There is undeniable power to Justice Alito’s dissent, and his assertion that the Walker Court’s capacious interpretation of government speech threatens to take “a large and painful bite out of the First Amendment.”

Now, back to the Redskins’ trademark registration.  When the decision is appealed to the United States Court of Appeals for the Fourth Circuit, or perhaps, ultimately, to the Supreme Court, will the analogy between license plates and trademark registration hold up?  I doubt it.  We may safely assume that in the Supreme Court, Justices Alito, Scalia, Kennedy, and Chief Justice Roberts would already be aligned with the Redskins, given their views in Walker.  Beyond that, however, I think it likely that one or more justices who formed the majority in Walker would migrate to the view that trademark registration is not government speech.

Trademark registration, like copyright registration, has not historically been understood in our culture and our law as “government speaking,” or to use the parlance of Walker, as “government IDs.”  Trademark is a common-law right that comes into existence through use by private parties.  Trademark registration, like trademark itself, is the bestowal of certain legal benefits to private individuals and entities regarding the private expression of those individuals and entities.  Whereas it is at least understandable that a license plate required by the government to be affixed to a vehicle, bearing the government’s name and logo, and serving a government function regarding vehicle registration and law enforcement, is a form of “government speech,” to treat the registration of the millions and millions of private trademarks in the for-profit and nonprofit sector as the government speaking is all but incoherent.  The denial of trademark registration is not government speech, it is government discrimination.

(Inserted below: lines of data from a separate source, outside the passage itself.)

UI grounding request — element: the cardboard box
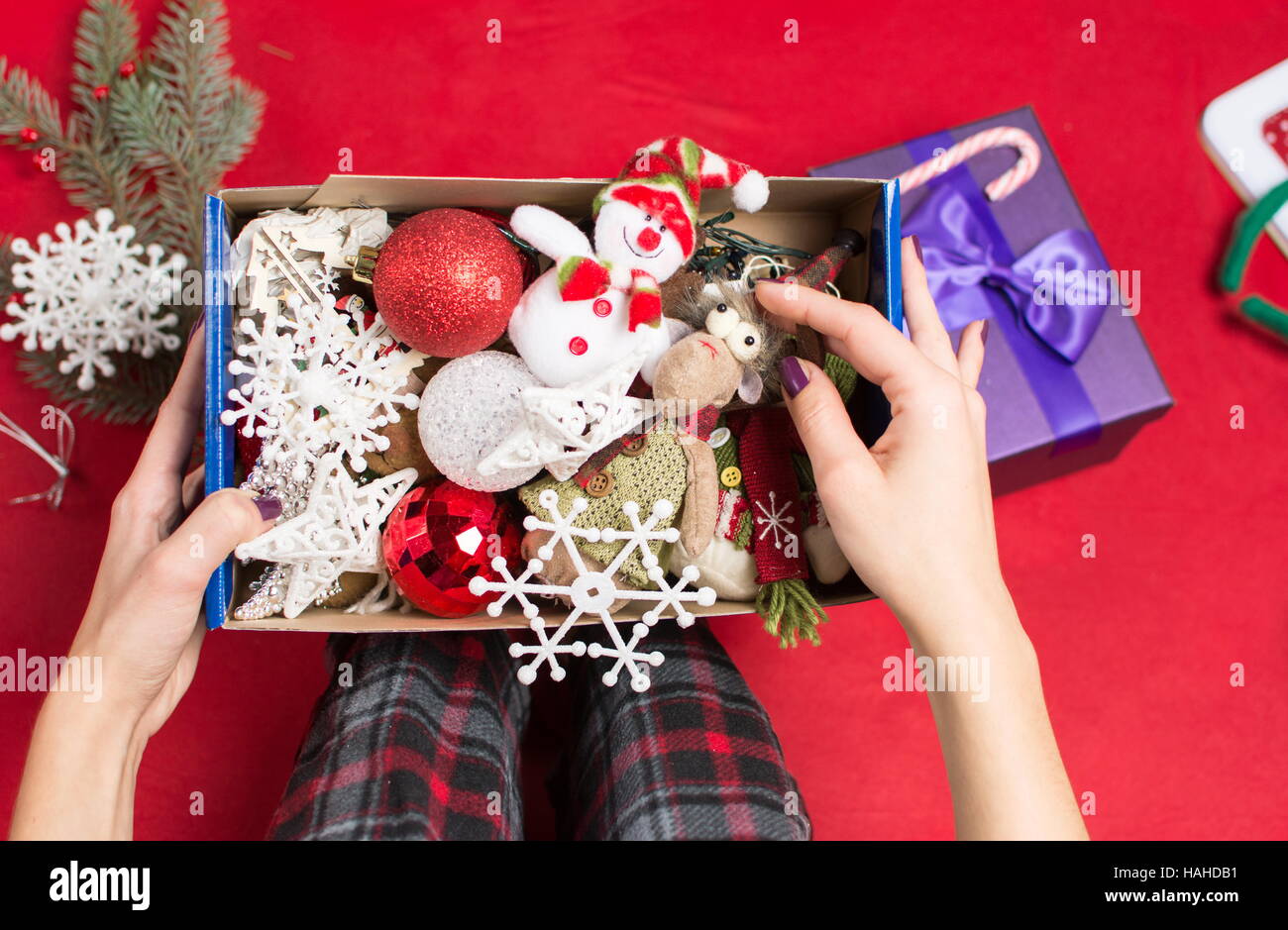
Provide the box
[810,107,1172,492]
[205,175,903,633]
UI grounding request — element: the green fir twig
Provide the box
[0,0,266,423]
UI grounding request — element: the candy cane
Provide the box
[899,126,1042,201]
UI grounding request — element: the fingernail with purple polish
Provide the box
[255,494,282,520]
[778,356,808,397]
[188,307,206,343]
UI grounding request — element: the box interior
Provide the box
[207,175,902,633]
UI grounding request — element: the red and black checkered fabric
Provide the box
[269,633,531,840]
[269,623,810,840]
[551,622,810,840]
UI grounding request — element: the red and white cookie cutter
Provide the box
[899,126,1042,201]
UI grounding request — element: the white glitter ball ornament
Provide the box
[419,352,541,491]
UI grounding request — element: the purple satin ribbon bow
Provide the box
[903,184,1113,364]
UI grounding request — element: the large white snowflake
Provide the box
[471,488,716,691]
[222,294,420,472]
[0,209,184,390]
[237,452,417,618]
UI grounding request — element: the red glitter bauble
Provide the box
[383,478,522,617]
[371,207,524,359]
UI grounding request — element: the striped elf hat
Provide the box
[592,136,769,258]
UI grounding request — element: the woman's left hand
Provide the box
[12,327,282,839]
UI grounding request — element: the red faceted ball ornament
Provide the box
[371,207,524,359]
[383,479,523,617]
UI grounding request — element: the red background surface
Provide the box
[0,0,1288,839]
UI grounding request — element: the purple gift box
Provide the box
[810,107,1172,492]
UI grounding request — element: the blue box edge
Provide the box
[203,194,233,630]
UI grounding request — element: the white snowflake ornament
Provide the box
[755,491,796,549]
[0,209,184,390]
[471,488,716,691]
[236,452,417,618]
[220,294,420,471]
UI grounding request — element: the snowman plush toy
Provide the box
[509,137,769,387]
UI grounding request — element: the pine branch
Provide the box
[0,0,266,423]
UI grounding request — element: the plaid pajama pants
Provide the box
[269,625,810,840]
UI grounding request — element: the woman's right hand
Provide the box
[756,240,999,649]
[756,240,1087,840]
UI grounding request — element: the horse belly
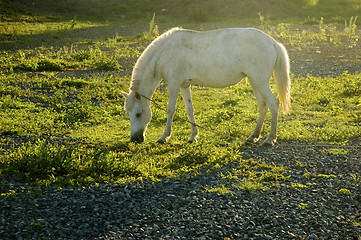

As I wrote in my prior post on this issue, it is no answer to say that the Redskins are still allowed to use their mark, or to say that conferral of registration is a “privilege” created by government.  Registration as an official registered student organization on state college campuses is also a “privilege,” but the Supreme Court held long ago that the First Amendment was violated when a university sought to deny registered organization status to a controversial radical student group, the SDS, purely on the basis of that group’s message.  The whole point of the First Amendment is to protect unpopular speech.  Unpopular speakers often seek government benefits to enable their expression – authors seek copyright registration, marchers seek parade permits, businesses and organizations seek trademark registration.  If all decisions to grant or deny such benefits are to be swept away from the shelter of the First Amendment by the invocation of the “government speech” doctrine, freedom of speech will be dealt a terrible blow.